To what do we owe our 20-pound Butterball turkeys, our high-definition TVs, our spacious and warm homes this Thanksgiving? Something that won’t be high on anyone’s list of things to be grateful for, but undergirds our way of life — a centuries-old economic revolution that changed the very terms of human existence.
In his eye-opening new book, A Farewell to Alms: A Brief Economic History of the World, Gregory Clark produces a chart tracking income per person throughout history. By Clark’s account, it is essentially flat from 1000 B.C. to A.D. 1800, reflecting the crushing burden of providing for our material wants in an environment of economic stasis. Then, income per person explodes upward around 1800, coinciding with the Industrial Revolution that first arrived in England. Without it, most of us would still be living poor, nasty, brutish and short lives.
How poor? “The average person in the world of 1800 was no better off than the average person of 100,000 B.C.,” Clark argues. “Life expectancy was no higher in 1800 than for hunter-gatherers: 30 to 35 years. Stature, a measure both of the quality of diet and of children’s exposure to disease, was higher in the Stone Age than in 1800. And while foragers satisfy their material wants with small amounts of work, the modest comforts of the English in 1800 were purchased only through a life of unrelenting drudgery.”
Throughout most of history, Clark argues, humankind was caught in a “Malthusian trap”: Small economic advances were outpaced by resulting population growth that made it impossible for living standards to increase. The massive productivity gains of the Industrial Revolution — driven essentially by expanding knowledge — broke the trap and created modern life as we know it.
“The richest modern economies are now 10 to 20 times wealthier than the 1800 average,” Clark writes. In these economies, it is the unskilled who have benefited most. “Unskilled male wages in England have risen more since the Industrial Revolution than skilled wages,” Clark writes, “and this result holds for all advanced economies.” There have always been very rich people. What’s changed in the past 200 years is the growth of wealth and its spread.
It all started in England, and there’s a roiling academic debate about why. Clark attributes it partly to the slow but sure spread of middle-class values in England: Literacy and numeracy increased, hours worked rose, and interpersonal violence declined.

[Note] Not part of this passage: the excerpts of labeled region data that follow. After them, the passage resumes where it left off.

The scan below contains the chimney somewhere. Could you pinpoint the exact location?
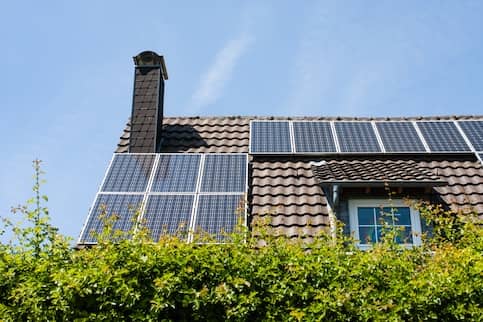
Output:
[129,51,168,153]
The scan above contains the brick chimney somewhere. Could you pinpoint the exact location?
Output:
[129,51,168,153]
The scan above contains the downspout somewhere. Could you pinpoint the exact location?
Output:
[327,184,340,245]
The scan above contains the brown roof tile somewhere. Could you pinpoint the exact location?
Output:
[116,116,483,237]
[312,159,445,185]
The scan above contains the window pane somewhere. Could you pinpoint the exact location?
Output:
[396,226,413,244]
[395,207,411,226]
[359,227,377,244]
[357,207,374,225]
[377,207,411,226]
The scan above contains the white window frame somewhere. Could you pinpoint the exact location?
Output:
[349,199,421,249]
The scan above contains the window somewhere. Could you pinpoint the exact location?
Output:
[349,199,421,249]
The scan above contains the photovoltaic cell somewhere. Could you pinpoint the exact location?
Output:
[151,154,201,192]
[195,195,243,241]
[81,194,143,243]
[335,122,381,152]
[458,121,483,151]
[376,122,426,152]
[293,122,337,152]
[417,122,470,152]
[201,154,247,192]
[143,195,194,241]
[101,154,155,192]
[250,121,292,153]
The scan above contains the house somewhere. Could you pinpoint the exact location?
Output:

In his new book “God and Gold: Britain, America, and the Making of the Modern World,” Walter Russell Mead picks up the story from a geopolitical perspective. England embarked on its capitalist revolution at exactly the time when “the country that mastered this new system would gather rewards that far outstripped all the treasures of any empire in the past.” With that came world power. England reaped the benefits first, then its successor as a superpower, the United States.
The formulas for the two countries’ success have been the same: “An open, dynamic and capitalist society generated innovations in finance, technology, marketing and communications. Those innovations offered the open society enormous advantages in world trade. The wealth gained in this way provided the basis for military power that could withstand the largest and mightiest rival empires of the day.” The effect was to empower two liberal societies that had the wherewithal to beat back dictatorial challenges from continental Europe — from Napoleon’s France to Hitler’s Germany to Stalin’s Russia.
And so the miracle that started 200 years ago marches on. “Currently, industrial societies appear to be doubling their rate of technological progress every 10 years,” Mead writes. “If this continues, and there is every reason to suppose that it will, the 21st century will experience the equivalent of 20,000 years of ‘normal’ human progress.”
So long as it remains an open and dynamic economy, the United States is positioned to stay at the heart of this progress. Thank goodness for that, and pass the drumstick.